Re: [PATCH 3/4] x86/ftrace: make ftrace_int3_handler() not to skip fops invocation

From: Linus Torvalds
Date: Mon Apr 29 2019 - 14:29:28 EST


On Mon, Apr 29, 2019 at 11:06 AM Linus Torvalds
<torvalds@xxxxxxxxxxxxxxxxxxxx> wrote:
>
>
> It does *not* emulate the "call" in the BP handler itself, instead if
> replace the %ip (the same way all the other BP handlers replace the
> %ip) with a code sequence that just does
>
> push %gs:bp_call_return
> jmp *%gs:bp_call_target
>
> after having filled in those per-cpu things.

Note that if you read the patch, you'll see that my explanation
glossed over the "what if an interrupt happens" part. Which is handled
by having two handlers, one for "interrupts were already disabled" and
one for "interrupts were enabled, so I disabled them before entering
the handler".

The second handler does the same push/jmp sequence, but has a "sti"
before the jmp. Because of the one-instruction sti shadow, interrupts
won't actually be enabled until after the jmp instruction has
completed, and thus the "push/jmp" is atomic wrt regular interrupts.
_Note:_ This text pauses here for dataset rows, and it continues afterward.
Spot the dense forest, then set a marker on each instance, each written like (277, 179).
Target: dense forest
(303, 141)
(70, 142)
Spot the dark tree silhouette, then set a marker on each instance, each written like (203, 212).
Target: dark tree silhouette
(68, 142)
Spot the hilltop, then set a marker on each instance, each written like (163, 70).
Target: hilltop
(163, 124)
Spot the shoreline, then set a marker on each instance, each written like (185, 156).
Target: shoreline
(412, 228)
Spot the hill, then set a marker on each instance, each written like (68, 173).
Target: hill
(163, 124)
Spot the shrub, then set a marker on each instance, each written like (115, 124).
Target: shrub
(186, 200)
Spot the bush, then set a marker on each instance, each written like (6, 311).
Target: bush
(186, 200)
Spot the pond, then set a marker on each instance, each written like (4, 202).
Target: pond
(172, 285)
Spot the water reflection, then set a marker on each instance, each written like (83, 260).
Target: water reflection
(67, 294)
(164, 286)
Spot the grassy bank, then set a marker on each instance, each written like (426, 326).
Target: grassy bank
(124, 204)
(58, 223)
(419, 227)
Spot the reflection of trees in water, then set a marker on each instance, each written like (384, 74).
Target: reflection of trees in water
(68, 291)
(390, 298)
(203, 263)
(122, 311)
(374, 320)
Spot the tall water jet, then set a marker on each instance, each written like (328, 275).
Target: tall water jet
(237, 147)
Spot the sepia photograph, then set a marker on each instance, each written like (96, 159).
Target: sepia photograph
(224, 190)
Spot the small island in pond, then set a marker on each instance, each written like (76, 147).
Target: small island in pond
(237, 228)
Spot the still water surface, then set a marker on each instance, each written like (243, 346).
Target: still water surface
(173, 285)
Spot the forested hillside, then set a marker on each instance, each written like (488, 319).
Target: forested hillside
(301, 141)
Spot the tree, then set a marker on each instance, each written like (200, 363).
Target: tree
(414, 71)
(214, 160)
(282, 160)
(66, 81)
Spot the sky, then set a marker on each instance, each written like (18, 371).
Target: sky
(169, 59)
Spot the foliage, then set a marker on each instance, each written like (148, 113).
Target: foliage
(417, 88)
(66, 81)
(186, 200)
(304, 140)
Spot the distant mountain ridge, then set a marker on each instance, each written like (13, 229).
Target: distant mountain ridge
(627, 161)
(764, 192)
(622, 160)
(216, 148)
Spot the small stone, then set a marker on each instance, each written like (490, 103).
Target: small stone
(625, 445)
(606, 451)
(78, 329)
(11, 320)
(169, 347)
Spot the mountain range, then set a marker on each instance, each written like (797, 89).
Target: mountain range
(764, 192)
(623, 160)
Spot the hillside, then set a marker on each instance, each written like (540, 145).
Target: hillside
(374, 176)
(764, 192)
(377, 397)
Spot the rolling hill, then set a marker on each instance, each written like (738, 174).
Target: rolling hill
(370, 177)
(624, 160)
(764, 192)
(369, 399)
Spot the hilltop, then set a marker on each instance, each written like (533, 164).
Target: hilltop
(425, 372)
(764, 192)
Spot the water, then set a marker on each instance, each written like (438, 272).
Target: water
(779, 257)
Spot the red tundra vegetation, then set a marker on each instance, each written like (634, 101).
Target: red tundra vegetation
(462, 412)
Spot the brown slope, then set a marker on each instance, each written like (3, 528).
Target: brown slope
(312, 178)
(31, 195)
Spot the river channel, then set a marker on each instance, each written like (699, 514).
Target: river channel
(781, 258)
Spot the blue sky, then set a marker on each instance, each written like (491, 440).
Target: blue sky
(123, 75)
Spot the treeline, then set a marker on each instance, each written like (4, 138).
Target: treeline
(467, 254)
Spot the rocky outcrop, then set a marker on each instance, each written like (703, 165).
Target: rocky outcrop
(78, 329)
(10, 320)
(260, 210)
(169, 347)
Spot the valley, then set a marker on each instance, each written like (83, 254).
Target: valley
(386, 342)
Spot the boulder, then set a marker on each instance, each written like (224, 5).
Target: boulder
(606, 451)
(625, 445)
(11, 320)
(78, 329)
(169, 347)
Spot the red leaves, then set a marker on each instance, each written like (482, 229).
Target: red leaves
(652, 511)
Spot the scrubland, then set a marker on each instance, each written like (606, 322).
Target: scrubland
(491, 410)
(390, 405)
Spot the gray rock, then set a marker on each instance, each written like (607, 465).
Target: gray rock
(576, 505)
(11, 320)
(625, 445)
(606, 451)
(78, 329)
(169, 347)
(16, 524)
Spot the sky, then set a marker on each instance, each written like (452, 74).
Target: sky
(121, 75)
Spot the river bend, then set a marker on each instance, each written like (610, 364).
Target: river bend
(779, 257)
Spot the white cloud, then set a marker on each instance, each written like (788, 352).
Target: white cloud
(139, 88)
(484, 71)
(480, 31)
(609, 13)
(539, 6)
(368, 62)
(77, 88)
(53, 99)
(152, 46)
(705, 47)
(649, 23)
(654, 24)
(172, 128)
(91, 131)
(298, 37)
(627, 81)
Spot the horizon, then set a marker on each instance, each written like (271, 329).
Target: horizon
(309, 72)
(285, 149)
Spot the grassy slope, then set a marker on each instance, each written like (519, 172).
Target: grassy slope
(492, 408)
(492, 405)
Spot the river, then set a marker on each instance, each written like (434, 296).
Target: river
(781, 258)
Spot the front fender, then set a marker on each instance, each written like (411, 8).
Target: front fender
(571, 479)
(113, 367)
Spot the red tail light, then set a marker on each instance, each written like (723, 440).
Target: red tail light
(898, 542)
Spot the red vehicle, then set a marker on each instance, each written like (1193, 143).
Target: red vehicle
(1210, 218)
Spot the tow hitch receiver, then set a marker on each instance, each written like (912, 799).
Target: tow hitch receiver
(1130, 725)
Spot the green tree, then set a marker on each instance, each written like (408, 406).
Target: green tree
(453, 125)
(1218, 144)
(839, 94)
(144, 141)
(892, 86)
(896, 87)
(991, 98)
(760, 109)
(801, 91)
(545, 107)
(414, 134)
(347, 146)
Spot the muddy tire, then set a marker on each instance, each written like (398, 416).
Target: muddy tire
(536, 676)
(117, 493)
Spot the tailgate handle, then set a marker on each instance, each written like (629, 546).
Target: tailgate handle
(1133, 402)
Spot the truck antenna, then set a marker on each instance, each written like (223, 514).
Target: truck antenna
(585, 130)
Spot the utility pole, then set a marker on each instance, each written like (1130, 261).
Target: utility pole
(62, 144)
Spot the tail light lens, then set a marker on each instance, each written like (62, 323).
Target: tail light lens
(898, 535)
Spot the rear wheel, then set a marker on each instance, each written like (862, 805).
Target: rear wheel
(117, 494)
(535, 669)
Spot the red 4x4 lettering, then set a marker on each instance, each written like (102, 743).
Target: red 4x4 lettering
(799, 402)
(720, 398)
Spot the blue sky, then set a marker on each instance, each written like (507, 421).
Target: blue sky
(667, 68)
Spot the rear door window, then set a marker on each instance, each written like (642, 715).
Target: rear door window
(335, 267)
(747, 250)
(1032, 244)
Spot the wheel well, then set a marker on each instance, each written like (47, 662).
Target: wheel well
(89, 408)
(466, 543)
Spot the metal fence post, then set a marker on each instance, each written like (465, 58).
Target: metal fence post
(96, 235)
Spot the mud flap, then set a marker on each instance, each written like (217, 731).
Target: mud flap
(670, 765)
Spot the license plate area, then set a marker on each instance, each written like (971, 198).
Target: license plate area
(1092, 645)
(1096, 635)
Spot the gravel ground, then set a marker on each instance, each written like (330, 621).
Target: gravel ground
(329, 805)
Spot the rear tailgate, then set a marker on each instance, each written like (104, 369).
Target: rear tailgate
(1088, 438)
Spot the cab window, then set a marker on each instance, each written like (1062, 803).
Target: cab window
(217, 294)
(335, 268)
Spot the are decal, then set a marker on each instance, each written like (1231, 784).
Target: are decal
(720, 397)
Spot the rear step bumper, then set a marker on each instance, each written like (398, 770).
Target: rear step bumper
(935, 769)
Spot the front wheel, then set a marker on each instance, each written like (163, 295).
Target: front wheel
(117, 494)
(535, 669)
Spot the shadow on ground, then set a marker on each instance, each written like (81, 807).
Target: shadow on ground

It's not safe wrt NMI, of course, but since NMI won't be rescheduling,
and since any SMP IPI won't be punching through that sequence anyway,
it's still atomic wrt _another_ text_poke() attempt coming in and
re-using the bp_call_return/tyarget slots.

So yeah, it's not "one-liner" trivial, but it's not like it's
complicated either, and it actually matches the existing "call this
code to emulate the replaced instruction". So I'd much rather have a
couple of tens of lines of code here that still acts pretty much
exactly like all the other rewriting does, rather than play subtle
games with the entry stack frame.

Finally: there might be other situations where you want to have this
kind of "pseudo-atomic" replacement sequence, so I think while it's a
hack specific to emulating a "call" instruction, I don't think it is
conceptually limited to just that case.

Linus